IV Gamma attenta al packaging! Gli italiani lo vogliono più green

Nove italiani su dieci sono preoccupati dell’impatto che le confezioni di plastica generano sull’ambiente, il 60% è preoccupato del “climate change”, il 46% della produzione e dello smaltimento dei rifiuti e il 41% dell’inquinamento atmosferico. La presenza di microplastiche in alimenti e bevande è invece un aspetto ambientale che allarma il 35% dei cittadini del nostro Paese, mentre il 31% teme per l’esaurimento delle risorse naturali.

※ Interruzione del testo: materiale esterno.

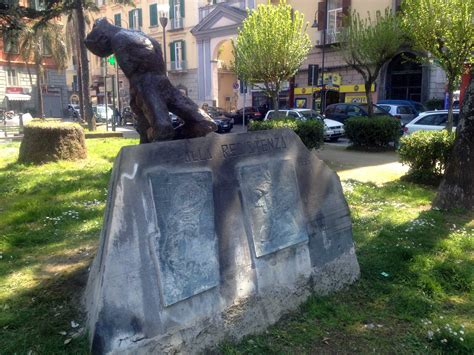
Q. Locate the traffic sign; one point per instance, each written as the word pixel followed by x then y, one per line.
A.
pixel 111 60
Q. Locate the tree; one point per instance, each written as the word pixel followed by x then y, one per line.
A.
pixel 366 45
pixel 36 41
pixel 444 29
pixel 270 47
pixel 457 187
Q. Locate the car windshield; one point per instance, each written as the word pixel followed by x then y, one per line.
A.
pixel 310 114
pixel 419 107
pixel 377 110
pixel 384 107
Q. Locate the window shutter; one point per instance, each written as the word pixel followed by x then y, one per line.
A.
pixel 172 56
pixel 153 15
pixel 171 9
pixel 118 20
pixel 321 15
pixel 398 4
pixel 181 7
pixel 183 50
pixel 346 4
pixel 130 19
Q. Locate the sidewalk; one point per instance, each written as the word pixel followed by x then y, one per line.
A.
pixel 377 167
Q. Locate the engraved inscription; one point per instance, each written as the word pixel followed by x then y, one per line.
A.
pixel 197 155
pixel 272 203
pixel 253 147
pixel 186 248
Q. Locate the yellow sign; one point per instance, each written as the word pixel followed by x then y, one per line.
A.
pixel 355 99
pixel 332 79
pixel 307 90
pixel 355 88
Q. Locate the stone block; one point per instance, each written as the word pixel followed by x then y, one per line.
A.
pixel 214 238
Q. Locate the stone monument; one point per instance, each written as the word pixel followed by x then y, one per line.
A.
pixel 214 238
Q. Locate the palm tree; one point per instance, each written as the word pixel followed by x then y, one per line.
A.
pixel 38 40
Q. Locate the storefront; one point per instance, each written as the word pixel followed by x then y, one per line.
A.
pixel 355 93
pixel 15 97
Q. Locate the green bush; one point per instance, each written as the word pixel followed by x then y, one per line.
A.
pixel 426 153
pixel 311 132
pixel 48 141
pixel 373 132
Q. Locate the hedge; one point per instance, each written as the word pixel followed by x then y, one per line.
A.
pixel 311 132
pixel 373 132
pixel 426 153
pixel 44 142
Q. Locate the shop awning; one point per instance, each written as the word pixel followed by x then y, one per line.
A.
pixel 18 97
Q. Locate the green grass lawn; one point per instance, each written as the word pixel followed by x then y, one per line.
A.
pixel 415 294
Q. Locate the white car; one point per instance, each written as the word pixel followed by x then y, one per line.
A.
pixel 430 121
pixel 404 113
pixel 99 111
pixel 333 130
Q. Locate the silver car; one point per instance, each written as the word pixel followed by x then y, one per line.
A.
pixel 404 113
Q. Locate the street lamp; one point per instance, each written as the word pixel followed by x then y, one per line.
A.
pixel 316 25
pixel 164 10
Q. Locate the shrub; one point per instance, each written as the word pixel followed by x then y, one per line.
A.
pixel 372 132
pixel 311 132
pixel 44 142
pixel 426 153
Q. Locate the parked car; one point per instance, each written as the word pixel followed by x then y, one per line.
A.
pixel 417 106
pixel 224 123
pixel 340 112
pixel 404 113
pixel 74 112
pixel 430 121
pixel 101 114
pixel 175 120
pixel 251 113
pixel 333 130
pixel 128 117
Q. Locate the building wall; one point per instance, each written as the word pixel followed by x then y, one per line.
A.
pixel 55 87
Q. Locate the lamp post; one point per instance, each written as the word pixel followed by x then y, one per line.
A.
pixel 163 10
pixel 316 25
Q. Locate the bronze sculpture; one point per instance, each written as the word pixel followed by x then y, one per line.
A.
pixel 152 94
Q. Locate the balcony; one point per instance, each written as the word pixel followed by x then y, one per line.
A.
pixel 178 66
pixel 176 23
pixel 331 37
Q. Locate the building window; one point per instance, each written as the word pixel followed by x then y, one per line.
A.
pixel 118 20
pixel 37 4
pixel 45 47
pixel 135 19
pixel 12 78
pixel 335 15
pixel 10 44
pixel 153 15
pixel 176 13
pixel 178 55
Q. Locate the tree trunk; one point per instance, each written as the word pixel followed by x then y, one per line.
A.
pixel 39 83
pixel 449 124
pixel 457 187
pixel 81 26
pixel 370 108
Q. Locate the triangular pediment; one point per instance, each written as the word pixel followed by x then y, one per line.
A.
pixel 222 16
pixel 224 21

É quanto emerge dalla terza edizione dell’Osservatorio Packaging del Largo Consumo, realizzato da Nomisma in collaborazione con SpinLife-Università di Padova per approfondire il ruolo del packaging nelle scelte di acquisto dei ‘nuovi’ consumatori, alla luce degli effetti indotti dall’emergenza sanitaria su esigenze, bisogni e sistema valoriale degli italiani.

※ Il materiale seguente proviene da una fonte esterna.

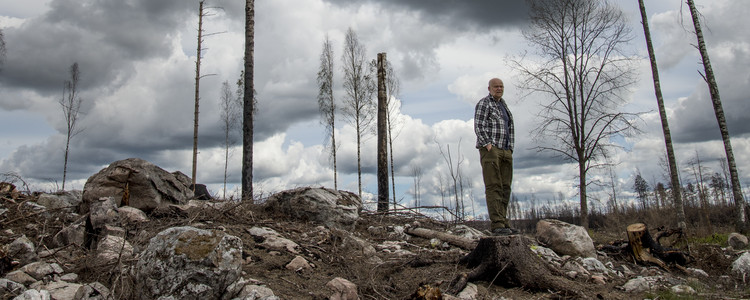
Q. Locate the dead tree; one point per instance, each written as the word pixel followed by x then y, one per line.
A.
pixel 248 106
pixel 509 261
pixel 71 106
pixel 648 251
pixel 382 116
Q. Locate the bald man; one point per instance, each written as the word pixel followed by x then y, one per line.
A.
pixel 493 125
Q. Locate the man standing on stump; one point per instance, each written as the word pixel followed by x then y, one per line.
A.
pixel 493 125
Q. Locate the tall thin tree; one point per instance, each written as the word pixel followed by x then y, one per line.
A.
pixel 741 223
pixel 248 106
pixel 197 90
pixel 359 86
pixel 582 72
pixel 392 87
pixel 674 176
pixel 326 101
pixel 230 114
pixel 382 129
pixel 2 49
pixel 71 107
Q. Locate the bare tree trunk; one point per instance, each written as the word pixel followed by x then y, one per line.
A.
pixel 675 179
pixel 248 104
pixel 71 106
pixel 197 93
pixel 713 87
pixel 382 137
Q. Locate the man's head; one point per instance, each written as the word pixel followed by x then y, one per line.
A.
pixel 496 88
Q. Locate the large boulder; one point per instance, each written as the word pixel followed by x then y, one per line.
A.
pixel 565 238
pixel 324 206
pixel 137 183
pixel 189 263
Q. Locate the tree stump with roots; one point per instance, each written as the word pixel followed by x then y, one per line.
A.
pixel 508 261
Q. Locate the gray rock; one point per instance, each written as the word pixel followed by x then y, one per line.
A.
pixel 62 289
pixel 737 240
pixel 22 249
pixel 33 294
pixel 741 266
pixel 188 263
pixel 71 234
pixel 342 289
pixel 138 183
pixel 10 287
pixel 564 238
pixel 65 201
pixel 324 206
pixel 112 249
pixel 131 215
pixel 38 270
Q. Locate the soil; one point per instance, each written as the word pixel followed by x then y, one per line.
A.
pixel 394 276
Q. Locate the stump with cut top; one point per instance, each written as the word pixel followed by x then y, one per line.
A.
pixel 509 261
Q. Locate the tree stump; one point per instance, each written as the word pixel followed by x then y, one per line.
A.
pixel 508 261
pixel 646 250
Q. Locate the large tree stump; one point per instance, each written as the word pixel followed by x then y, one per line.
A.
pixel 508 261
pixel 648 251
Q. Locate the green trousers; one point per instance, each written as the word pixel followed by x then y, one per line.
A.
pixel 497 171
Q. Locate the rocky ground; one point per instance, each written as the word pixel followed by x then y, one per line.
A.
pixel 375 256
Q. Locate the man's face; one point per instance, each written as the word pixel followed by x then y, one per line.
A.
pixel 496 88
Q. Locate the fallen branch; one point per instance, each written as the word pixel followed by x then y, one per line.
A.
pixel 455 240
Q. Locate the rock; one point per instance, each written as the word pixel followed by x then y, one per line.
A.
pixel 683 289
pixel 71 234
pixel 737 241
pixel 593 265
pixel 252 291
pixel 324 206
pixel 66 201
pixel 137 183
pixel 272 240
pixel 62 289
pixel 200 192
pixel 564 238
pixel 188 263
pixel 22 249
pixel 342 289
pixel 741 266
pixel 103 211
pixel 112 249
pixel 93 291
pixel 131 215
pixel 33 294
pixel 299 263
pixel 20 277
pixel 10 287
pixel 470 292
pixel 642 284
pixel 38 270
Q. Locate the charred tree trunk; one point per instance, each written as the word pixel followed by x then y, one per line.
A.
pixel 382 137
pixel 509 261
pixel 648 251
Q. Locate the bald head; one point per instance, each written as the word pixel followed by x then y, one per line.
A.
pixel 496 88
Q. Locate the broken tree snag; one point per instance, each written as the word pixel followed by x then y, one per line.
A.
pixel 646 250
pixel 467 244
pixel 508 261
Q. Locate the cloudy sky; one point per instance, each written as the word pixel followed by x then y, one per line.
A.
pixel 137 63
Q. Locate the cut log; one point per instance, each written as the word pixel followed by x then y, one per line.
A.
pixel 648 251
pixel 508 261
pixel 467 244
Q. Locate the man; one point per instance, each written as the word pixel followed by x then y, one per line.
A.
pixel 493 125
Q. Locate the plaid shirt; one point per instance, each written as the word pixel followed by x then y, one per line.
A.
pixel 493 124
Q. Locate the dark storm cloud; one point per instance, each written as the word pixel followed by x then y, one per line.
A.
pixel 459 13
pixel 104 37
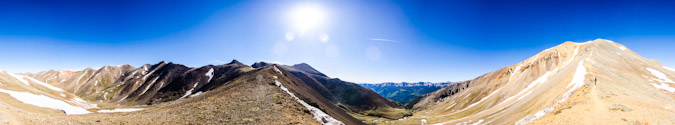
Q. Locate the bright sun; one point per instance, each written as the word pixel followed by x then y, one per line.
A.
pixel 307 17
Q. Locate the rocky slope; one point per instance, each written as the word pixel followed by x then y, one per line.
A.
pixel 594 82
pixel 349 96
pixel 171 93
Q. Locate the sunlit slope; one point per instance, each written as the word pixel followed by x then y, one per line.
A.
pixel 558 86
pixel 36 96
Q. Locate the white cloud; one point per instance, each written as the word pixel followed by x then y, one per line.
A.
pixel 384 40
pixel 373 53
pixel 332 50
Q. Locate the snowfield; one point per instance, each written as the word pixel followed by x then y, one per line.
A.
pixel 277 69
pixel 47 102
pixel 577 82
pixel 660 75
pixel 661 78
pixel 668 68
pixel 119 110
pixel 318 114
pixel 189 91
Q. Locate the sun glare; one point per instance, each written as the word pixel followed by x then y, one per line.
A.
pixel 307 17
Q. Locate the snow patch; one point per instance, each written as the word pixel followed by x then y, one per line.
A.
pixel 44 84
pixel 190 91
pixel 478 123
pixel 318 114
pixel 623 48
pixel 277 69
pixel 660 75
pixel 197 94
pixel 577 81
pixel 668 68
pixel 119 110
pixel 23 80
pixel 210 74
pixel 514 72
pixel 486 97
pixel 149 85
pixel 47 102
pixel 20 78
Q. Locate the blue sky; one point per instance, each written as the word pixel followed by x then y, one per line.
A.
pixel 359 41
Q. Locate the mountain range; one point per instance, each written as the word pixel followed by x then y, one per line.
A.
pixel 404 93
pixel 598 81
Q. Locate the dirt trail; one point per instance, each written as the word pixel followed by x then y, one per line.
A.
pixel 599 105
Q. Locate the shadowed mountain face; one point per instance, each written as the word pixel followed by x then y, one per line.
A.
pixel 406 93
pixel 149 84
pixel 598 81
pixel 349 96
pixel 168 82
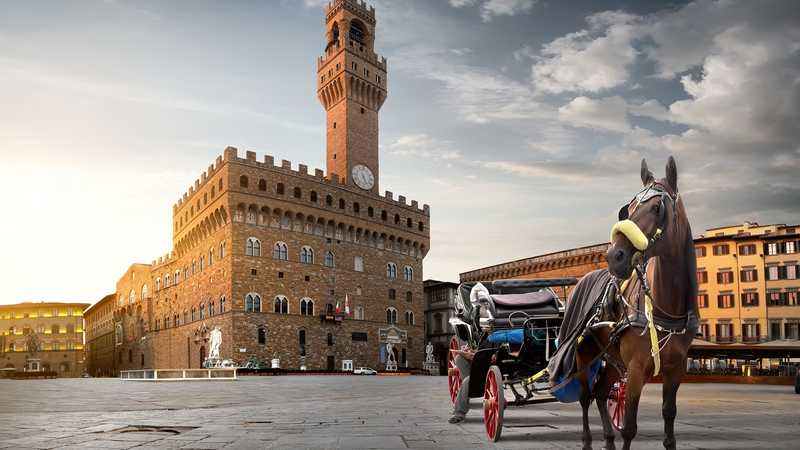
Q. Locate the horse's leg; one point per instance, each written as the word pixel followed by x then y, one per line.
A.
pixel 637 377
pixel 586 400
pixel 601 389
pixel 672 381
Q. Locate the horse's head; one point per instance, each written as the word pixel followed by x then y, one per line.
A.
pixel 647 223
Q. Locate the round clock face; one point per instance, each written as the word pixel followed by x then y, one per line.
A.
pixel 363 177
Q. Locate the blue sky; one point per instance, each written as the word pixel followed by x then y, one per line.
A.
pixel 521 122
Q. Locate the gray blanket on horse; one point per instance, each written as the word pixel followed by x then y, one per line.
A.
pixel 584 297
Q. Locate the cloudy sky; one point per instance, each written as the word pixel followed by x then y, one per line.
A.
pixel 521 122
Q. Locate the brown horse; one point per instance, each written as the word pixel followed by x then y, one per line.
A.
pixel 661 252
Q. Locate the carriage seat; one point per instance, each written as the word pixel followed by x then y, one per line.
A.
pixel 542 302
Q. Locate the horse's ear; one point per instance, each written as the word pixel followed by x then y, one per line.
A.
pixel 672 174
pixel 647 176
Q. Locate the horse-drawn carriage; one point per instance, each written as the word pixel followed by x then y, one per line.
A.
pixel 509 330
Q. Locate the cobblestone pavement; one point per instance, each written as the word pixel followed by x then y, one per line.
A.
pixel 359 412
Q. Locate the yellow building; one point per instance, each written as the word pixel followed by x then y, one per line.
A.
pixel 57 330
pixel 732 273
pixel 781 269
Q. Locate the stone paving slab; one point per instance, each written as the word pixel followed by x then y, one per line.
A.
pixel 354 412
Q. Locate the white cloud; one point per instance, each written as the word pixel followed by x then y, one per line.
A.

Uno studio, condotto su oltre 1.000 responsabili degli acquisti tra i 18 e i 65 anni, che riguarda molto da vicino la IV Gamma, legata, per sua natura, a doppio filo con il concetto di confezione.
Tra le tendenze di consumo emergenti, si evidenziano comportamenti di acquisto che tengono conto, fra l’altro, degli aspetti ambientali legati al packaging: il 65% degli italiani preferirà – nei prossimi 12 mesi – prodotti con poco imballaggio (+15 punti percentuali rispetto ad oggi); il 59% acquisterà prodotti che presentano un packaging sostenibile (+14% rispetto ad oggi) e, di contro, il 57% ridurrà l’acquisto di quelli con imballaggi in plastica vergine non riciclata (+12% rispetto ad oggi).

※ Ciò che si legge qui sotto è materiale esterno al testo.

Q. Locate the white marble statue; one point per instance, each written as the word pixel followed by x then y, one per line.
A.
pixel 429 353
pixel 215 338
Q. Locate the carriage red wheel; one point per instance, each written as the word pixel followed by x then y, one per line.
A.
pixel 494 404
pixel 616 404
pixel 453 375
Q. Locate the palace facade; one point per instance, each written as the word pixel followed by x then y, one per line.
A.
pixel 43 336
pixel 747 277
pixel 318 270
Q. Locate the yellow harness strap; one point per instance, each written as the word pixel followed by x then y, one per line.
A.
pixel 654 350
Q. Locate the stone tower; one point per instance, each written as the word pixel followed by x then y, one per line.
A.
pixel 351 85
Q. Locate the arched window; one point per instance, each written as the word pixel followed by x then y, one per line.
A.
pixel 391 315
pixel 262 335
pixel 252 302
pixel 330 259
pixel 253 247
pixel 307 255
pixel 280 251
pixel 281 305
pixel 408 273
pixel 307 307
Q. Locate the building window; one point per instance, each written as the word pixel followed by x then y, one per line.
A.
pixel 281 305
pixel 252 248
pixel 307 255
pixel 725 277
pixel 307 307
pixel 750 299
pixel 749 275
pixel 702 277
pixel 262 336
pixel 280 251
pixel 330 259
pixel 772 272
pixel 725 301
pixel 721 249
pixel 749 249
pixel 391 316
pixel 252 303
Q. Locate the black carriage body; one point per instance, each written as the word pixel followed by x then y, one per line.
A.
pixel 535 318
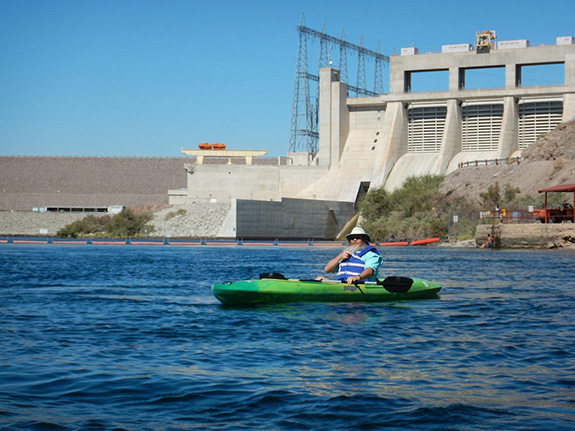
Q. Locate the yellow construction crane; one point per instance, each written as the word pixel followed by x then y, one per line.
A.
pixel 485 41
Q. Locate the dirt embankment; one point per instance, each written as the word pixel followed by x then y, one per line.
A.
pixel 549 162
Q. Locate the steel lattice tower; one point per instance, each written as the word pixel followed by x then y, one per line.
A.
pixel 304 117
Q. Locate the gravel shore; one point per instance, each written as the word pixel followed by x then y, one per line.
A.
pixel 196 220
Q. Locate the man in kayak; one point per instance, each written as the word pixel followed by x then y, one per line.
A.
pixel 356 263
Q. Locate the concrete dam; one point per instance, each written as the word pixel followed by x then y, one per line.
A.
pixel 379 141
pixel 364 142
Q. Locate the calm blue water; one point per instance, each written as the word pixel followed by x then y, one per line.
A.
pixel 131 338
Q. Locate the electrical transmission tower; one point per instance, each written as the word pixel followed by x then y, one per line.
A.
pixel 305 106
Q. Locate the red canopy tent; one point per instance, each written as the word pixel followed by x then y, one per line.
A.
pixel 562 188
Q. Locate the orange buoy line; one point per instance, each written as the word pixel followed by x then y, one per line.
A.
pixel 228 243
pixel 391 244
pixel 425 241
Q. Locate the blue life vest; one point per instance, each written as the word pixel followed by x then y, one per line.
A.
pixel 354 265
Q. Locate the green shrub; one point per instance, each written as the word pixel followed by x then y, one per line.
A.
pixel 123 225
pixel 416 210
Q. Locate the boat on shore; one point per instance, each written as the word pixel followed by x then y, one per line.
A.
pixel 275 288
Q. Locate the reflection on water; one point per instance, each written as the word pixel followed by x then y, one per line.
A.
pixel 132 338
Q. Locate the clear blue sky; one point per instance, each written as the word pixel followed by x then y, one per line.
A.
pixel 142 78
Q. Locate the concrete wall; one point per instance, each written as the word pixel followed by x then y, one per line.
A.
pixel 222 183
pixel 365 140
pixel 29 182
pixel 291 219
pixel 536 235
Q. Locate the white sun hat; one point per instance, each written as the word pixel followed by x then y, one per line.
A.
pixel 359 231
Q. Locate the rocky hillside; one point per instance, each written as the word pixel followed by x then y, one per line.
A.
pixel 549 162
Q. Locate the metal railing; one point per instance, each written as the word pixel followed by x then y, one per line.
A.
pixel 505 216
pixel 486 162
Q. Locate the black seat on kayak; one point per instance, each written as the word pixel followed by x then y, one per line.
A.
pixel 274 275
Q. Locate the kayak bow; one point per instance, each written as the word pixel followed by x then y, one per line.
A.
pixel 274 288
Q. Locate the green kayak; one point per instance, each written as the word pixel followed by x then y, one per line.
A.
pixel 274 288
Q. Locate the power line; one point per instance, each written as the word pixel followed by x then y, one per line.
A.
pixel 305 105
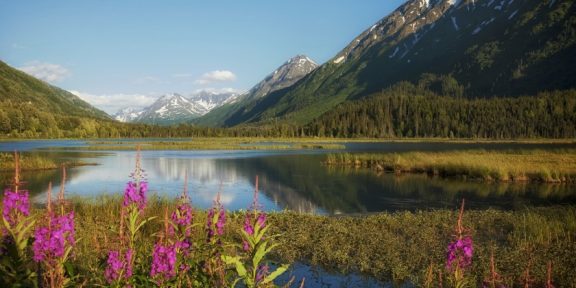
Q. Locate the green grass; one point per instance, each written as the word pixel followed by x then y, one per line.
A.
pixel 388 246
pixel 30 162
pixel 502 166
pixel 215 144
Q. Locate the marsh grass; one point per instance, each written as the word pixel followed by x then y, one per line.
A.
pixel 31 162
pixel 501 166
pixel 390 247
pixel 215 144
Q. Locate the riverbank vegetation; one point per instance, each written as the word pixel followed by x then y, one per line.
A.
pixel 399 247
pixel 226 143
pixel 502 166
pixel 404 110
pixel 145 240
pixel 32 162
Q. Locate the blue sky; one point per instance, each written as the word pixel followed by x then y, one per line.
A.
pixel 116 53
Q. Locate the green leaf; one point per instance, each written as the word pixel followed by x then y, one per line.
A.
pixel 260 253
pixel 240 269
pixel 275 274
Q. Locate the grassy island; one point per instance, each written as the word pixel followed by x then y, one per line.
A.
pixel 503 166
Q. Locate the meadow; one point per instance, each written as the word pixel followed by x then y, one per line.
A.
pixel 503 166
pixel 149 241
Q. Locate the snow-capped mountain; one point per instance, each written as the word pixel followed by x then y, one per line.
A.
pixel 283 77
pixel 286 75
pixel 489 48
pixel 128 114
pixel 174 108
pixel 169 108
pixel 208 100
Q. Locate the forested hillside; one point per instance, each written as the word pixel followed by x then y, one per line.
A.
pixel 408 110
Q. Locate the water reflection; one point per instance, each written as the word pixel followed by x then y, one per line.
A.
pixel 287 181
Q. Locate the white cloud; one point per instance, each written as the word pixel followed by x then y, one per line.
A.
pixel 182 75
pixel 218 90
pixel 216 76
pixel 46 71
pixel 112 103
pixel 149 80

La ricerca di Nomisma rivela uno scenario del “new normal” (così è chiamata la prossima epoca post Covid19) paragonabile ad una sorta di ripartenza dal ‘verde’. Insomma, ripresa economica sì, ma senza accantonare la tutela dell’ambiente al punto che più della metà degli italiani, il 54%, dichiara che nei prossimi 12 mesi acquisterà regolarmente prodotti fatti con metodi sostenibili. Un dato statistico che fa un balzo in avanti di 23 punti percentuali rispetto a quanto accadeva fino ad oggi.
La metà dei consumatori, inoltre, acquisterà prodotti locali e a ‘km 0’ (+13 punti percentuali rispetto ad oggi); il 51% acquisterà alimenti a marchio biologico (+8 punti percentuali rispetto ad oggi).
In sostanza, la sensibilità verso la salvaguardia dell’ambiente, all’inizio del 2021, rimane e anzi si rafforza come priorità per gli italiani. Basti pensare che nel corso del 2020 solo il 4% ha diminuito l’importanza attribuita ai temi ambientali nella loro quotidianità, a fronte di un 33% che, per contro, ha visto crescere il ruolo rivestito dall’ambiente nelle scelte di tutti i giorni e di un 27% che ha sempre considerato l’ecosistema una priorità e continuerà a farlo anche nei mesi a venire.